This is the fifth part of a series of articles attempting to lay down a road map to kickstart a potential journey into SRE. In the first part of this series, we discussed MADARR and its relationships with the DevOps principles of continual development and continual improvement. The Second Article introduced the concepts of Observability and discussed the first stage in the journey outlined in the diagram below. The third article discussed moving your fledgling SRE practice into a pilot stage. Our fourth article investigated the architectural concept of Blue-Green and the potential improvements it could bring to stabilising a platform during an upgrade cycle
In this article, we will delve deeper into load and scale implementation.
Brief Recap – or I can’t be bothered to read the other articles.
In the first article in the series, we introduced the prime concept of SRE, that of MADARR. Measure, Analyse, Decide, Act, Reflect, and Repeat, which is the infinity loop of the SRE. MADARR posits that complete cover monitoring or total Observability will remove the dark spots that hide unknown-unknowns. Furthermore, Observability allows Site Reliability Engineers to analyse the information gathered to better identify weaknesses in service areas.
The second post developed further the concept of Observability and how it differed from Monitoring.
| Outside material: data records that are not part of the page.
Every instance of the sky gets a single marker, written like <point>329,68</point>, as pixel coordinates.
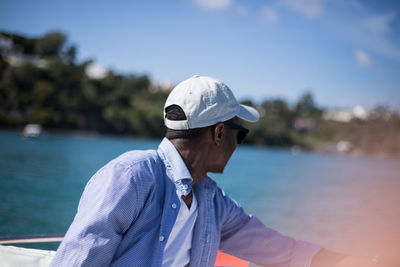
<point>345,52</point>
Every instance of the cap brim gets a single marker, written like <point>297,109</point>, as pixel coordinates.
<point>248,113</point>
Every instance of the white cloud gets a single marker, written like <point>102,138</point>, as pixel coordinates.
<point>378,31</point>
<point>214,4</point>
<point>362,58</point>
<point>96,71</point>
<point>308,8</point>
<point>269,15</point>
<point>242,10</point>
<point>379,25</point>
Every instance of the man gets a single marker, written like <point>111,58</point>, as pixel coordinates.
<point>159,208</point>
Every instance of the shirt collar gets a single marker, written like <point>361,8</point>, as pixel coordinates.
<point>175,167</point>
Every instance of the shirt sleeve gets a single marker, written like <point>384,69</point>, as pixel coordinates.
<point>245,236</point>
<point>106,210</point>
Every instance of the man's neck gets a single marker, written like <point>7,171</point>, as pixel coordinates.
<point>194,160</point>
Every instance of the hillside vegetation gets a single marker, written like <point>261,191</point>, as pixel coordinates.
<point>41,82</point>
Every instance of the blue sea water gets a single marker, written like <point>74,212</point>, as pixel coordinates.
<point>349,204</point>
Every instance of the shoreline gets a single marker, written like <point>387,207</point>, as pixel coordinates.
<point>294,149</point>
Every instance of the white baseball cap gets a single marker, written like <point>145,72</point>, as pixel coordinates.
<point>205,101</point>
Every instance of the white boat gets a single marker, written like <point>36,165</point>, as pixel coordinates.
<point>32,130</point>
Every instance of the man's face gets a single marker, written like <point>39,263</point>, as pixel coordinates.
<point>228,145</point>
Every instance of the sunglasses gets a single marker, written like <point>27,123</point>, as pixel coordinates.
<point>242,131</point>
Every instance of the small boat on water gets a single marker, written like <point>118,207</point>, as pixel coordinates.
<point>32,130</point>
<point>12,256</point>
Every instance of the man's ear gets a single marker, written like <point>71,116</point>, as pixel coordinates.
<point>218,133</point>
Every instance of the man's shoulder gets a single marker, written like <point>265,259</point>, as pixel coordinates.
<point>144,163</point>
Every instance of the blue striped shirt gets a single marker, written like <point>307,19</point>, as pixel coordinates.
<point>128,208</point>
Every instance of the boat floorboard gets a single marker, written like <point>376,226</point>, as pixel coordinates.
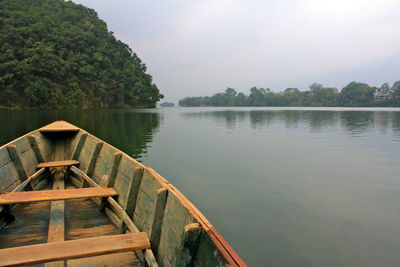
<point>82,220</point>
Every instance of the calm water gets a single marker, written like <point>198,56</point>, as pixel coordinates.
<point>286,187</point>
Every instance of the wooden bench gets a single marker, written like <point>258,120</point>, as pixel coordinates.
<point>50,195</point>
<point>61,163</point>
<point>64,250</point>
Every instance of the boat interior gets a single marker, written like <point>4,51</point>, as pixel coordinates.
<point>70,199</point>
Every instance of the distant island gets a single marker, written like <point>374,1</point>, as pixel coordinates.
<point>58,54</point>
<point>354,94</point>
<point>167,104</point>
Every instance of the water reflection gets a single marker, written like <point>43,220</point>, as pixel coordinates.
<point>354,123</point>
<point>130,131</point>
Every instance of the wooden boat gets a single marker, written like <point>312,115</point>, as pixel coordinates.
<point>70,199</point>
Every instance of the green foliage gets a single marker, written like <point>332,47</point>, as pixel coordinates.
<point>353,94</point>
<point>167,104</point>
<point>59,54</point>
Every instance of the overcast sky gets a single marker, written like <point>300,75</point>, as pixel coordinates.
<point>197,48</point>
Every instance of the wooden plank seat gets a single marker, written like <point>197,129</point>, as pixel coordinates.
<point>51,195</point>
<point>64,250</point>
<point>59,127</point>
<point>60,163</point>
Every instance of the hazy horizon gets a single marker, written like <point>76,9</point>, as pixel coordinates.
<point>198,48</point>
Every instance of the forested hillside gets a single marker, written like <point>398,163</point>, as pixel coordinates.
<point>57,54</point>
<point>354,94</point>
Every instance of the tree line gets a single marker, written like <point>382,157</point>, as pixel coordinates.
<point>354,94</point>
<point>58,54</point>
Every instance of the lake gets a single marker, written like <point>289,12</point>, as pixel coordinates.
<point>284,186</point>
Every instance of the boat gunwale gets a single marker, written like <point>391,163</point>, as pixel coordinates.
<point>220,243</point>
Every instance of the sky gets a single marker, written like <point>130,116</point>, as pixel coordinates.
<point>201,47</point>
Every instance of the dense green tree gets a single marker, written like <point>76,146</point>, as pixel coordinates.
<point>353,94</point>
<point>396,91</point>
<point>357,94</point>
<point>58,54</point>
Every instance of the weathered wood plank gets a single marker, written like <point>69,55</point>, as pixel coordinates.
<point>132,194</point>
<point>22,185</point>
<point>158,216</point>
<point>73,249</point>
<point>35,147</point>
<point>93,159</point>
<point>190,244</point>
<point>12,150</point>
<point>79,146</point>
<point>79,173</point>
<point>56,231</point>
<point>58,163</point>
<point>51,195</point>
<point>148,253</point>
<point>59,126</point>
<point>57,217</point>
<point>114,169</point>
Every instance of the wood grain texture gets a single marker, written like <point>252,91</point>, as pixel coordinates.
<point>132,193</point>
<point>158,216</point>
<point>58,163</point>
<point>12,150</point>
<point>93,159</point>
<point>34,176</point>
<point>59,126</point>
<point>148,253</point>
<point>35,147</point>
<point>41,253</point>
<point>114,169</point>
<point>79,146</point>
<point>51,195</point>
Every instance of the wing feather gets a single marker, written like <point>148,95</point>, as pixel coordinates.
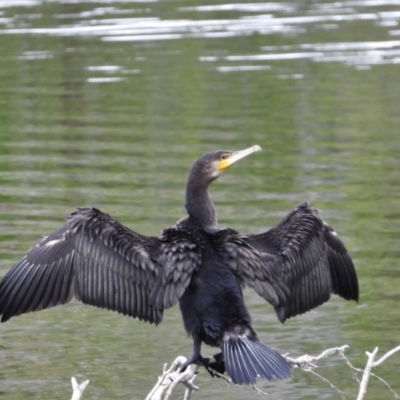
<point>309,258</point>
<point>181,257</point>
<point>92,257</point>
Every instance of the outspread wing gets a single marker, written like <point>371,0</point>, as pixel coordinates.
<point>181,257</point>
<point>311,260</point>
<point>92,257</point>
<point>248,264</point>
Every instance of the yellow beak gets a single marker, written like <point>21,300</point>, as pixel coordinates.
<point>236,156</point>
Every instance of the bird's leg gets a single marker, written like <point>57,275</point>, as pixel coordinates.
<point>196,357</point>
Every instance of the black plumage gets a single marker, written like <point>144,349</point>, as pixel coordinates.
<point>295,267</point>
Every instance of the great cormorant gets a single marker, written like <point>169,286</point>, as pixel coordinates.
<point>294,266</point>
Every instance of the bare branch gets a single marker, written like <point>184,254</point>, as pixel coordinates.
<point>78,389</point>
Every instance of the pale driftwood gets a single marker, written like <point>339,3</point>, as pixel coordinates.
<point>371,363</point>
<point>78,389</point>
<point>172,376</point>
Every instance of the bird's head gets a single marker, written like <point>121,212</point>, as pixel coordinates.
<point>210,166</point>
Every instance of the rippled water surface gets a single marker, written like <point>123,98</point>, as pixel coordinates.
<point>107,103</point>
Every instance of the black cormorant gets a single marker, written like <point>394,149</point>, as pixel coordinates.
<point>294,266</point>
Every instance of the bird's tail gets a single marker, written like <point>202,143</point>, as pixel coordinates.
<point>246,359</point>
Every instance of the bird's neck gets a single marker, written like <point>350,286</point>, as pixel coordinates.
<point>199,206</point>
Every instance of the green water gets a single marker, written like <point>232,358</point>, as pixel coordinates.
<point>108,104</point>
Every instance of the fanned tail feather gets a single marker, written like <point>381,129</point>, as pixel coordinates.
<point>247,359</point>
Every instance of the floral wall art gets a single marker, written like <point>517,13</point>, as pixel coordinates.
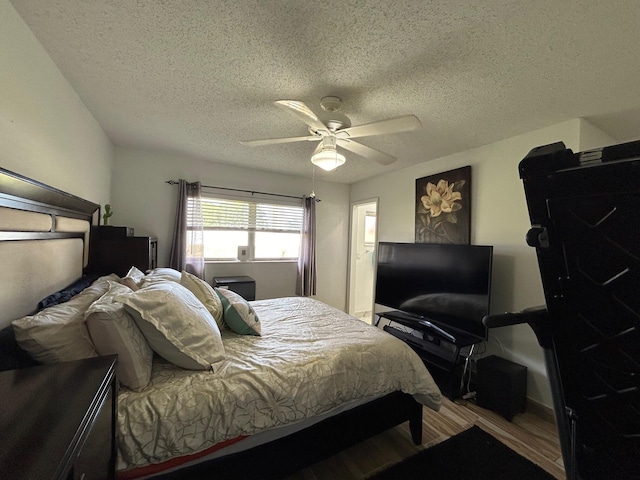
<point>443,207</point>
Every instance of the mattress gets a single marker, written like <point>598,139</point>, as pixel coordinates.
<point>311,360</point>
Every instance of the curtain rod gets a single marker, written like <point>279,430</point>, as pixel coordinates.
<point>313,195</point>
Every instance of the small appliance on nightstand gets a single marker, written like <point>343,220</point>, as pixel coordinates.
<point>242,285</point>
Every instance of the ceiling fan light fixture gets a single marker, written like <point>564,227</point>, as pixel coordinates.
<point>328,159</point>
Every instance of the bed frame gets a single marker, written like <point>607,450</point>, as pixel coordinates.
<point>44,246</point>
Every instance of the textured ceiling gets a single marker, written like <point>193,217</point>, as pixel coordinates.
<point>195,77</point>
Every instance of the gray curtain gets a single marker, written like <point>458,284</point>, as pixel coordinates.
<point>306,281</point>
<point>187,248</point>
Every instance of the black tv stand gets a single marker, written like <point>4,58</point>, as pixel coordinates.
<point>439,349</point>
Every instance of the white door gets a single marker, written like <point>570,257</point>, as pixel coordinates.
<point>362,254</point>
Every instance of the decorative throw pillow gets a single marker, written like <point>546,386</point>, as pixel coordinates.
<point>113,331</point>
<point>58,333</point>
<point>176,324</point>
<point>238,314</point>
<point>204,292</point>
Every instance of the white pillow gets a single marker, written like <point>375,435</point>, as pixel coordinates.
<point>113,331</point>
<point>58,333</point>
<point>238,314</point>
<point>204,292</point>
<point>161,275</point>
<point>176,324</point>
<point>133,278</point>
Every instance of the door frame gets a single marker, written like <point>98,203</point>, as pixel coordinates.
<point>352,257</point>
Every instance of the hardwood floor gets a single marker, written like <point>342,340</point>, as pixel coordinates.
<point>529,434</point>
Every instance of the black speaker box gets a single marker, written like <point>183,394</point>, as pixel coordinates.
<point>501,386</point>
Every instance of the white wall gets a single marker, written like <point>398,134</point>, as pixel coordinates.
<point>46,132</point>
<point>499,218</point>
<point>141,199</point>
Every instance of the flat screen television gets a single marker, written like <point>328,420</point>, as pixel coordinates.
<point>441,284</point>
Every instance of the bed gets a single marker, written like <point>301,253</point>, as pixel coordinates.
<point>283,384</point>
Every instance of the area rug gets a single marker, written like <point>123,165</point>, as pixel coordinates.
<point>470,455</point>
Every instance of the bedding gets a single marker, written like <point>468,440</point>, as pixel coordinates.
<point>311,359</point>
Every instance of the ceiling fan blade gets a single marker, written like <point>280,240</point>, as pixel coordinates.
<point>273,141</point>
<point>367,152</point>
<point>303,112</point>
<point>405,123</point>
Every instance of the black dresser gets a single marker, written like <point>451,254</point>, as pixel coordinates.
<point>57,421</point>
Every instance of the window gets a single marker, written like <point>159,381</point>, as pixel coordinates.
<point>270,231</point>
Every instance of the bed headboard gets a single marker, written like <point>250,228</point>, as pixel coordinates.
<point>44,242</point>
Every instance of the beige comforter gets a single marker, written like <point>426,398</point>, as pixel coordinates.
<point>310,359</point>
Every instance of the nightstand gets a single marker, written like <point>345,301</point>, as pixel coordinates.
<point>58,420</point>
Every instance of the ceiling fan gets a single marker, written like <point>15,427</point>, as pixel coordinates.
<point>332,129</point>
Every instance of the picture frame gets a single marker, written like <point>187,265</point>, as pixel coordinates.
<point>443,207</point>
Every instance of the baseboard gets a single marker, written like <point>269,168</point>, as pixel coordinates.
<point>540,410</point>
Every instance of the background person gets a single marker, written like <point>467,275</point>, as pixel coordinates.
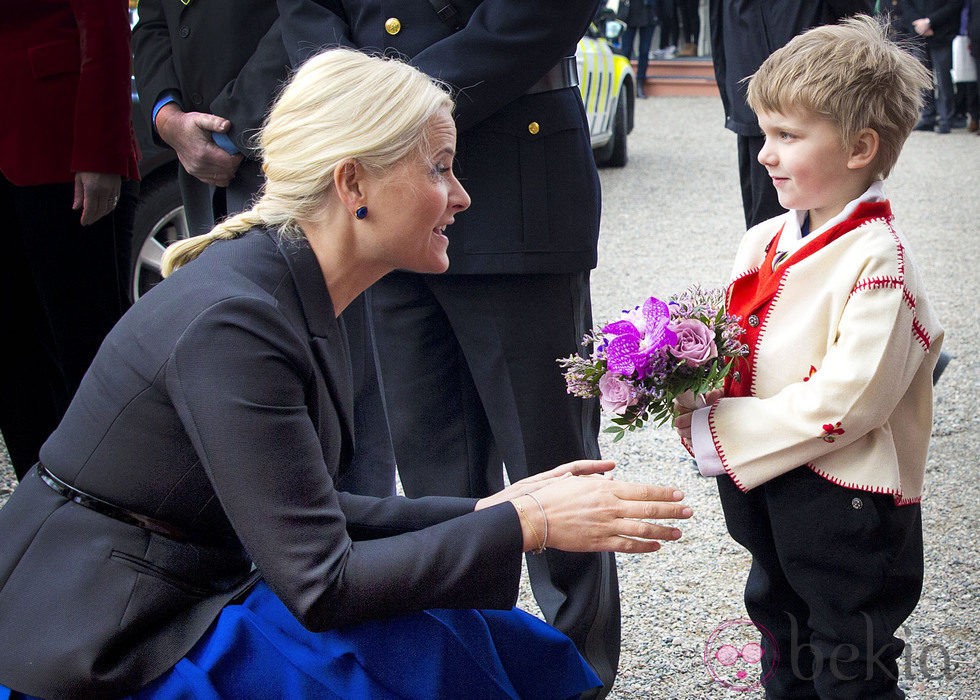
<point>743,34</point>
<point>66,146</point>
<point>209,430</point>
<point>641,20</point>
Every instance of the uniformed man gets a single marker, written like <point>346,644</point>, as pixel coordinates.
<point>468,357</point>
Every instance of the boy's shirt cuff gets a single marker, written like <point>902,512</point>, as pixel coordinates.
<point>703,445</point>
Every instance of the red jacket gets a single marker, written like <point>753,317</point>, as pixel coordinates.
<point>67,97</point>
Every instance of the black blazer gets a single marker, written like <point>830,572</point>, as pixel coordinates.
<point>189,49</point>
<point>535,190</point>
<point>221,403</point>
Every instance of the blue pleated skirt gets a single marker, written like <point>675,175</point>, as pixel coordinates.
<point>259,650</point>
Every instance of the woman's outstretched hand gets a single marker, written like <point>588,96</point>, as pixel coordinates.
<point>582,509</point>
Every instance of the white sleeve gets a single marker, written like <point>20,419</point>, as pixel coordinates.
<point>709,462</point>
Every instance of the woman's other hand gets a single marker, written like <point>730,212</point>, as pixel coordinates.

Next, we discussed the low-hanging fruit involving the use of code pipelines, which tighten the rigour surrounding IaC and application installation and configuration. Finally, explaining how load and Scale consulting aids in the reduction of toil and improving service resilience by allowing the environment to be correctly sized for purpose and scaled for future expansion.
Our third article discussed the low-hanging fruit that makes up the building blocks in migrating an Operations team from reaction-based Operations to one based on continual improvement. Here we start to look deeper at procedural and structural changes to processes that an IT department or MSP uses to deliver service to their users and clients.
Our fourth article developed the concept of Blue-Green Deployments and the benefits that it can bring to an architectural design from the standpoint of stability and the improvements to code and feature updates deployments in terms of quicker failback and safer staged rollout procedures.
Cloud is all about Linear scaling, or elasticity. The ability to expand and contract your compute, storage or network capacity at will or need is core to that concept. This flexibility is one of the traditional drivers for Cloud, be that Public on the Hyper-Scalers, Private and in-house or hybrid across both Public and locally on private datacentres.
If you followed the series and implemented some or all of the recommendations, you are well on the SRE journey. Your deployments have been coded and, therefore, standardised. You may have increased your Observability through Monitoring and log centralisation. Further, you have broken down walls to increase collaboration between previously silo’d teams flattening the communication box. You have travelled a lot of ground, and you are starting to act and think like an SRE.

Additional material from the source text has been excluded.